Hundreds of students in two of Texas’ Garland district elementary schools had to be evacuated on Tuesday following the discovery of envelopes containing white powder that had been mailed to the schools’ offices.
FBI officials have said that the powder contained in the envelopes, which were discovered at Ethridge Elementary in Garland, Texas, and Armstrong Elementary in Sachse, Texas, was not harmful. The officials have also said that they do not believe that the envelopes were part of a prank meant to delay standardized testing currently occurring at the schools.
"I don’t believe that’s going to be the motive," FBI spokesman Mark White told DallasNews.com.

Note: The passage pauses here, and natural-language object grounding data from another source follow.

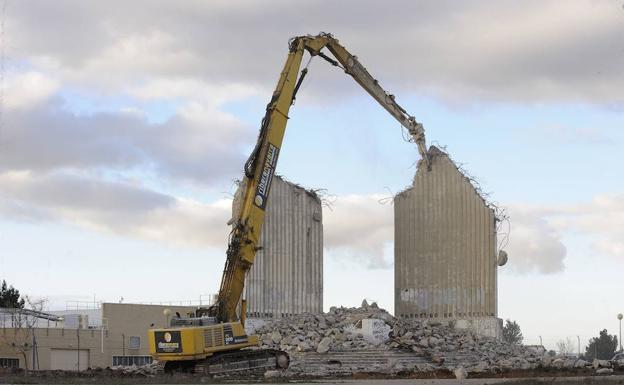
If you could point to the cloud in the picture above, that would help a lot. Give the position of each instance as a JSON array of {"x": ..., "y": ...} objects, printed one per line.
[
  {"x": 601, "y": 219},
  {"x": 535, "y": 245},
  {"x": 537, "y": 232},
  {"x": 358, "y": 228},
  {"x": 200, "y": 144},
  {"x": 474, "y": 50},
  {"x": 28, "y": 88},
  {"x": 113, "y": 207}
]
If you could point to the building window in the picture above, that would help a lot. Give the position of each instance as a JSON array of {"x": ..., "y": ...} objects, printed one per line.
[
  {"x": 131, "y": 360},
  {"x": 134, "y": 342},
  {"x": 9, "y": 363}
]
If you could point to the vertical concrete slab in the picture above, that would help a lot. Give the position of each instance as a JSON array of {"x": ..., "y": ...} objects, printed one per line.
[
  {"x": 445, "y": 246},
  {"x": 287, "y": 275}
]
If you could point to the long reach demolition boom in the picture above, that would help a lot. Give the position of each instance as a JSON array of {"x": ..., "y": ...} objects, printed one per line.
[{"x": 211, "y": 340}]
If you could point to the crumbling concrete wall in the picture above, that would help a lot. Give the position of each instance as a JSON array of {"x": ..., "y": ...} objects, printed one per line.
[
  {"x": 445, "y": 246},
  {"x": 287, "y": 275}
]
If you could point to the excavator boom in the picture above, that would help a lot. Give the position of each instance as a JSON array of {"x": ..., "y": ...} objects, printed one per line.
[
  {"x": 260, "y": 167},
  {"x": 212, "y": 340}
]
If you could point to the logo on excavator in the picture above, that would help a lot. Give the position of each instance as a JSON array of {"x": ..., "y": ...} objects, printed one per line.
[{"x": 264, "y": 184}]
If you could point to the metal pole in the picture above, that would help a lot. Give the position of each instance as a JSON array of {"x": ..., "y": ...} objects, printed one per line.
[
  {"x": 620, "y": 316},
  {"x": 78, "y": 334},
  {"x": 579, "y": 340}
]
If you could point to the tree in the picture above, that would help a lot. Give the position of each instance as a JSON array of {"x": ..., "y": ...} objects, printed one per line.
[
  {"x": 565, "y": 347},
  {"x": 10, "y": 297},
  {"x": 512, "y": 333},
  {"x": 602, "y": 347}
]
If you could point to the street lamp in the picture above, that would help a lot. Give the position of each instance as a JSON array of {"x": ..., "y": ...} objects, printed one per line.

As a precaution, an office worker at Ethridge was taken to a hospital after she experienced itching and trouble breathing, officials said.
An alert was issued to the entire school district following the discovery of the Ethridge envelope. The second envelope was found by a police officer stationed at Armstrong. The officer did not open that envelope.
"He saw the specific return address and took it to his office and secured it," Reavis Wortham, a spokesman for the school district, told DallasNews.com.
A return address was written on both envelopes, which was found to be that of the Children’s Medical Center Dallas. Additionally, a piece of paper was contained in each envelope though officials have not revealed if anything was written on it.
An investigation into the letters has been launched by the FBI and the U.S. Postal Inspection Service.